Impacting up to a thousand health facilities and leading to the cancellation of 20,000 hospital appointments and operations, the service has now signed a deal with Microsoft regarding its Windows XP systems, which was not renewed in 2010, to ensure its security features remain robust. The partnership with IBM will therefore support this and enable the NHS to undertake a number of pilots in the process.

“The NHS is relying on legacy systems, so they are completely underequipped for a cyberattack,” notes Simon Townsend, CTO, EMEA at Ivanti.

“The post-breach reporting process requires organisations to demonstrate how they were prepared for a data breach, but then why the attack got in anyway; they also need to communicate with all customers (or patients) effected, articulating a remediation plan; they need to run through their remediation plan, fix the breach and lock down all leaked data; and they also need to provide an in-depth report to the relevant “supervisory authority” of their EU member state.

“All in 72 hours. This simply isn’t possible if, as in the case of some trusts, you’re relying on an operating system that hasn’t seen a release for sixteen years,” he says candidly.

“WannaCry was so damaging as some trusts were using unpatched Windows 7 systems and some were using completely unsupported Windows XP systems.

“In 2004, the Office for Government Commerce signed a deal with Microsoft to provide all desktop software within the NHS – from operating systems to Office programmes. The NHS had the latest of everything and were kept secure and patched up with help from Microsoft.
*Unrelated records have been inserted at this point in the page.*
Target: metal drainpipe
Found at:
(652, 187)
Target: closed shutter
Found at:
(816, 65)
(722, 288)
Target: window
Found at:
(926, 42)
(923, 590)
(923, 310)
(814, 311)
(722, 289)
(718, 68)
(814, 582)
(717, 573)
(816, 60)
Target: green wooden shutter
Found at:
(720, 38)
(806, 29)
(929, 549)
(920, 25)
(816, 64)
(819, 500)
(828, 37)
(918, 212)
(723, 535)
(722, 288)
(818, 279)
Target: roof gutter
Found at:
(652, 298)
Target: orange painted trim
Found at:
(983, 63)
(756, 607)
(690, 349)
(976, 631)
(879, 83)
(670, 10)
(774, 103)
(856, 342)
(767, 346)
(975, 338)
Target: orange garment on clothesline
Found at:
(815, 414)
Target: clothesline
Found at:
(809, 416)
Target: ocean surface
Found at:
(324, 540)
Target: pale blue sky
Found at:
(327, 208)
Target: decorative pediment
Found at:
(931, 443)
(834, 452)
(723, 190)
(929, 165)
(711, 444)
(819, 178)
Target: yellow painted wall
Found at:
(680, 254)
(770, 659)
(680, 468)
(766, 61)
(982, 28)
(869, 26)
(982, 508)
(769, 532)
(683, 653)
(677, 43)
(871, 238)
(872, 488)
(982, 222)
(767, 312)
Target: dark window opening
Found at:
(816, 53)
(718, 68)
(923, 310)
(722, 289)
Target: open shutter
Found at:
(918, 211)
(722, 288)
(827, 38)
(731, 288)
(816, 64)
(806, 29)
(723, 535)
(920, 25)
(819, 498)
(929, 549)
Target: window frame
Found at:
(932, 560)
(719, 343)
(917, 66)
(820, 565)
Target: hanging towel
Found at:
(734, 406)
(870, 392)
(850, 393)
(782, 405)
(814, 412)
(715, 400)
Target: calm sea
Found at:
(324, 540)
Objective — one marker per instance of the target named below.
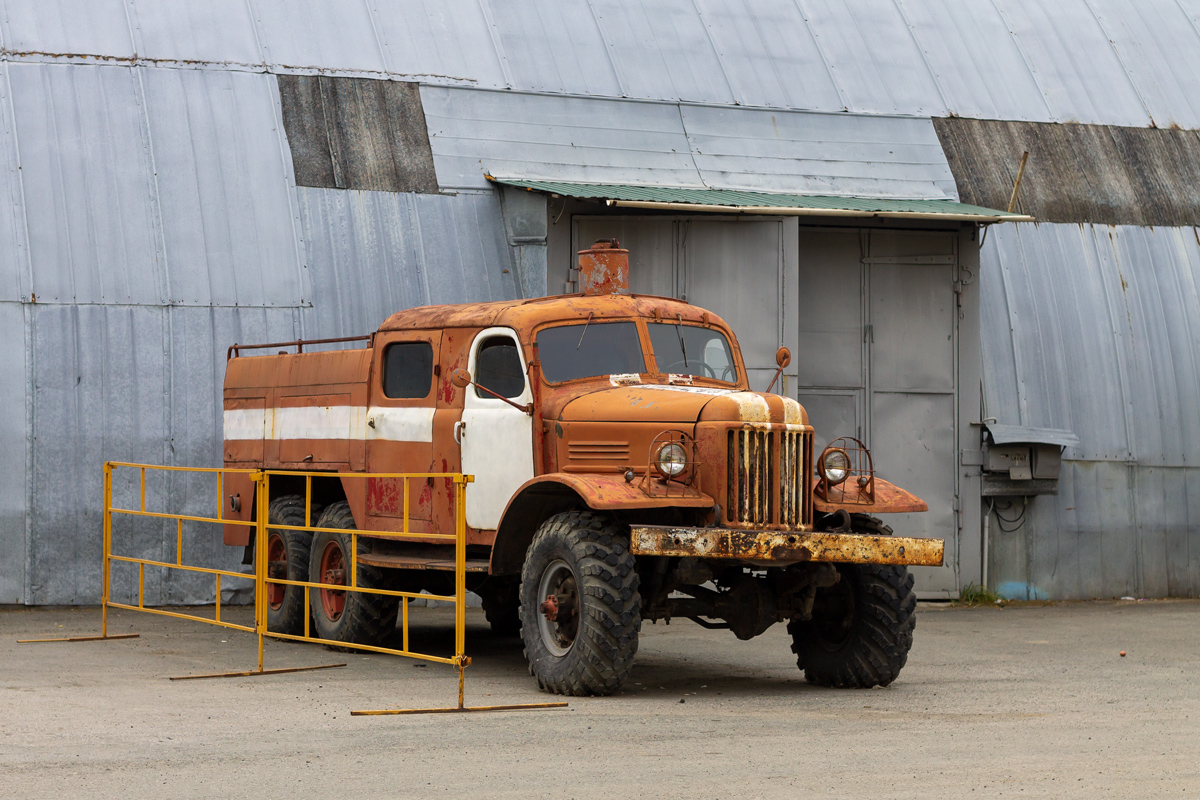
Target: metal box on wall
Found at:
(1021, 462)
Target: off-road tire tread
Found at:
(611, 617)
(366, 619)
(880, 641)
(288, 510)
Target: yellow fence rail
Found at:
(261, 578)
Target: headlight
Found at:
(834, 465)
(671, 459)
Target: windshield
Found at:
(693, 350)
(589, 349)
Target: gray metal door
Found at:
(877, 359)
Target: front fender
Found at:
(889, 498)
(545, 495)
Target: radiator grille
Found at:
(768, 477)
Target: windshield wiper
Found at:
(683, 346)
(585, 332)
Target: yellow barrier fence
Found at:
(262, 578)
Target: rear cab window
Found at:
(408, 370)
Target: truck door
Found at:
(496, 438)
(400, 426)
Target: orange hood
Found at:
(682, 404)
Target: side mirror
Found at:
(783, 358)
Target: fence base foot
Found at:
(83, 638)
(523, 707)
(255, 673)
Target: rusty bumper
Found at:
(797, 546)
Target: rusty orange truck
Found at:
(623, 471)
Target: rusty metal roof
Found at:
(730, 200)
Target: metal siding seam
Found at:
(611, 49)
(1125, 67)
(303, 275)
(486, 10)
(155, 204)
(375, 31)
(21, 181)
(717, 52)
(933, 76)
(825, 56)
(1025, 56)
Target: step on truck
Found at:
(623, 471)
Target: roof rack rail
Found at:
(235, 349)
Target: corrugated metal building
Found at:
(178, 176)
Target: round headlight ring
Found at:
(671, 461)
(834, 465)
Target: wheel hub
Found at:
(276, 567)
(333, 570)
(559, 623)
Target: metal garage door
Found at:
(877, 359)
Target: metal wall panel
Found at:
(573, 56)
(1071, 55)
(227, 218)
(317, 35)
(179, 30)
(15, 444)
(127, 383)
(1099, 61)
(568, 138)
(817, 154)
(67, 26)
(15, 276)
(375, 253)
(769, 55)
(663, 50)
(448, 40)
(1157, 47)
(1102, 337)
(873, 56)
(967, 47)
(88, 184)
(601, 140)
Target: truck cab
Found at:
(623, 470)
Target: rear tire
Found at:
(583, 560)
(351, 617)
(287, 552)
(862, 626)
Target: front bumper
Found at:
(786, 547)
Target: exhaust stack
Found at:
(604, 269)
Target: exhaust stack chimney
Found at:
(604, 269)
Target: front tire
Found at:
(580, 607)
(351, 617)
(862, 626)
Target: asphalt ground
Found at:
(1025, 701)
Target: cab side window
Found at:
(407, 370)
(498, 367)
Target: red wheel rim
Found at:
(276, 564)
(333, 570)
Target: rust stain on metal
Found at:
(798, 546)
(604, 269)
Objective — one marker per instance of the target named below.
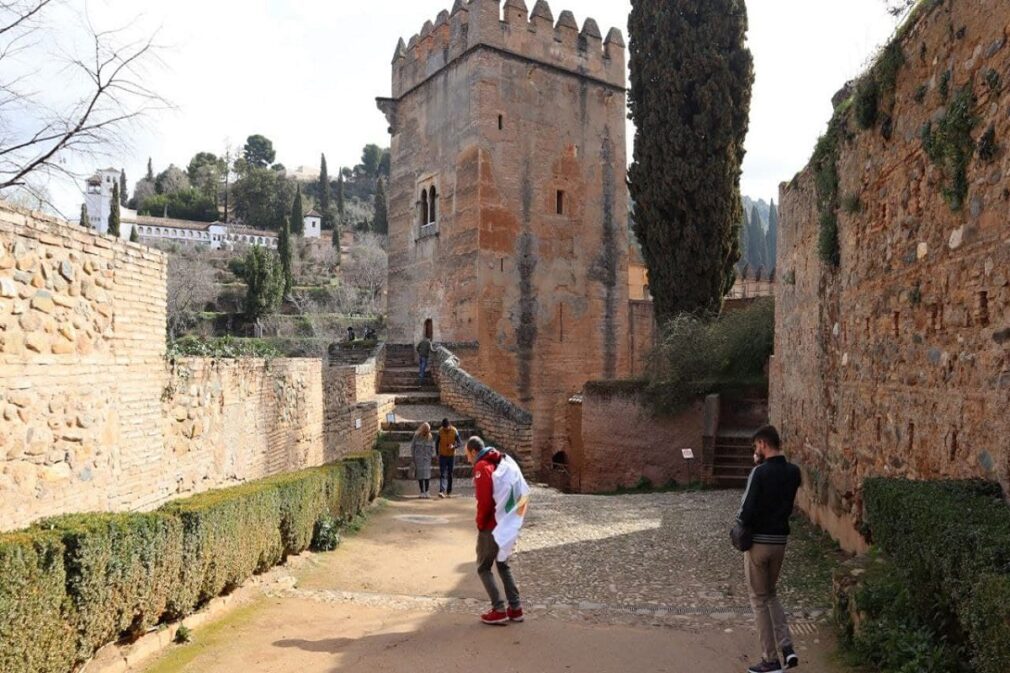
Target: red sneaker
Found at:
(495, 618)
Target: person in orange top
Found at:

Then, in 2010, around the time that the austerity period began, the government scrapped the agreement. The NHS had been using £270mn worth of Microsoft software for less than £65mn a year, so were unable to cope, and individual trusts were effectively left to fend for themselves,” he continues.

“Post WannaCry, the NHS did sign a new agreement, specifically for cybersecurity, with Microsoft – the custom support agreement and Enterprise Threat Detection Service (ETDS) provided the NHS with patches and updates for all existing Windows devices operating as XP, Windows Server 2003 and SQL 2005.”

“However, in January of this year, it was exposed that only 2% of the NHS had actually deployed the ETDS.